During its later years, Sonny & Cher, the Beach Boys, the Everly Brothers, Diana Ross and the Supremes graced the Armory’s stage. And of course no biography of Duluth’s National Guard Armory is complete without mention of Bob Dylan’s claims to have sat in the Armory’s front row during the “Winter Dance Party” of January 1959, when he was still known as Bobby Zimmerman. In his 1998 Grammy acceptance speech, Dylan mentioned the concert and said that, “when I was sixteen or seventeen years old, I went to see Buddy Holly play at Duluth National Guard Armory and I was three feet away from him…and he looked at me. And I just have some sort of feeling that he was—I don’t know how or  why—but I know he was with us all the time we were making this record in some kind of way.” As most know, Holly, Richie Valens, and the Big Bopper died in a plane crash just three days after their Duluth appearance.

The 1915 Duluth National Guard Armory also hosted the largest funeral ever held in Duluth, that of Albert Woolsen, the last surviving Union soldier from the Civil War, who died in 1956 at age 109. Woolsen, a drummer boy who never saw action but witnessed Sherman’s march to the sea, lied about his age to enlist. His funeral was covered by Life magazine. According to the Duluth News Tribune, “Thousands mourned his passing, and his funeral was attended by high government and military officials. More than 1,500 attended last rites in the Duluth Armory, thousands lined the route of the four-mile procession to Park Hill Cemetery, and 2,000 bowed their heads at the sound of the bugle’s final “Taps.’” (Read more about Woolsen here.)

The building itself changed little over the years outside of a 154′-8″ long and 45′ wide addition in 1941 that wraps around the Drill Hall’s northwest corner, extending over 11 feet beyond the latter’s rear wall. Following World War II the Minnesota Naval Militia was disbanded. When the Duluth Entertainment and Convention Center was built in the 1960s, the Armory began to fall out of favor as a performance space. In 1977 the National Guard announced plans for a new armory in Duluth.

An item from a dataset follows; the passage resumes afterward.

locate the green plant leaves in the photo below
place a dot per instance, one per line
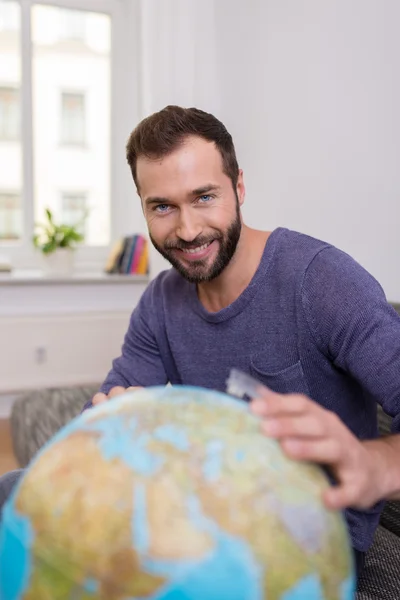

The city purchased the 1914 building in 1978 for $160,000 and used it for a variety of purposes, including storing fleet vehicles. A report showed that “city officials actually poured raw materials onto the [Drill Hall’s] open floor.” The historic wooden floor had to be removed. In 2000, citing severe structural problems, the city said it would demolish the building by September 1, 2001. According to its national register nomination form, that’s when preservationists stepped in:

In response, local preservationists rallied to save the building, but they faced major challenges. The building had fallen into disrepair after years of vacancy, and its proximity to the lake and visible location along a busy thoroughfare made the site a prime location for new development. Inclusion on Preservation Alliance of Minnesota’s ‘Ten Most Endangered Buildings’ list in 2001, however, helped the preservationists gain momentum. On May 24, 2004, the property was purchased by the Armory Arts and Music Center.

The AAMC, which intends to turn at least part of the Armory into performance space and an arts center, paid just $1 for the building and has since struggled to raise funds to preserve and adapt the building for modern reuse. Efforts were hampered by a lack of focus as to what to do with the building and more structural issues: falling bricks and, as previously mentioned, Chester Creek breaking through its culvert during the 2012 flood. A recent donation of $1 million has made its future more promising.